Petronas planned to drill a horizontal well in Malaysia in a channel sand formation with uncertain fluid contacts, lateral sand distribution, and formation dips. To undertake this structurally and stratigraphically complex project, Petronas needed more information about the reservoir to determine the optimal well placement location to target a reservoir sand with expected production of 900 bbl/d.
SLB complemented surface seismic data with interpreted mapping data from the GeoSphere™ reservoir mapping-while-drilling service to provide clear delineation of fluid contacts and geological surface dips.
We landed the well optimally to produce original drilling target with expected production of 900 bbl/d, imaged challenging anisotropic turbidite channel reservoir, revealing and additional hydrocarbon-bearing channel sand with expected production of 1,700 bbl/d, and provided key reservoir characterization data for future production and reservoir management.
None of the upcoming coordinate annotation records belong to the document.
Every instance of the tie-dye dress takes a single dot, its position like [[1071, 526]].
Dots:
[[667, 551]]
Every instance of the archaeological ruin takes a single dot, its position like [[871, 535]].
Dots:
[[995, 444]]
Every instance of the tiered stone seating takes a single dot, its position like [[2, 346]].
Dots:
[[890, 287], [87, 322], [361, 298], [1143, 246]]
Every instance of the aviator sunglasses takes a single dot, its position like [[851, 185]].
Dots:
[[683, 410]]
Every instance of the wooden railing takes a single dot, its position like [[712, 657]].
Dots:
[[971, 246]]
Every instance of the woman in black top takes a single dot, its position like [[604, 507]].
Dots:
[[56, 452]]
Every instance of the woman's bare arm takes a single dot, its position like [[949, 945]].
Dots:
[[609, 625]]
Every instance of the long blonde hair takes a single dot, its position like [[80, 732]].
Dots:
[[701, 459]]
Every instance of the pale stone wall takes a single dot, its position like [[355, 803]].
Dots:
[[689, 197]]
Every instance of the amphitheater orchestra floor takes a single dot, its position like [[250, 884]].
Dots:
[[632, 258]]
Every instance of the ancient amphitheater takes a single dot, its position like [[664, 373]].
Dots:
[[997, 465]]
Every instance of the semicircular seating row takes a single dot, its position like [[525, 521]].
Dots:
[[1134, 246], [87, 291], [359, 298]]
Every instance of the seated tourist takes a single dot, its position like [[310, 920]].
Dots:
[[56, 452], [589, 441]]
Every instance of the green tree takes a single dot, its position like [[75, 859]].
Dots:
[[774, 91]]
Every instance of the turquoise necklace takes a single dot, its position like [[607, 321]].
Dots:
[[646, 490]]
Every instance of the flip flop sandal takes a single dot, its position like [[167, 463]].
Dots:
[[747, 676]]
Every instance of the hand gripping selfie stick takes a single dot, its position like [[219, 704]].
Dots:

SLB recommended using the GeoSphere reservoir mapping-while-drilling service to increase certainty by mapping the channel sand reservoir in real time more than 100 ft [30 m] from the wellbore. Using deep, directional electromagnetic measurements, the GeoSphere service would help Petronas refine the seismic model in real time, making the reservoir less risky to develop.
Using the GeoSphere service to fully map the channel sand reservoir, Petronas effectively landed the well on target to develop the reservoir sand, which had an expected production of 900 bbl/d. The mapping also led to the discovery of a second hydrocarbon-bearing sand with production of 1,700 bbl/d. Petronas drilled a sidetrack to develop the newly-discovered channel sand. As a result, the operator increased initial anticipated recovery rate by 88%, as compared to 900 bbl/d. Additionally, Petronas plans to produce the original target at an estimated 900 bbl/d as dictated by production in the larger channel sand.
Before entering the reservoir, the GeoSphere service mapped the top of the reservoir at 45-ft [14-m] true vertical thickness (TVT). The service mapped the top, base, and dip at distances up to 82 ft [25 m] from the wellbore. Using that information, Petronas was able to steer the lateral within the sweet spot for 1,968-ft [600-m] MD, complement seismic information, and enhance field development plans.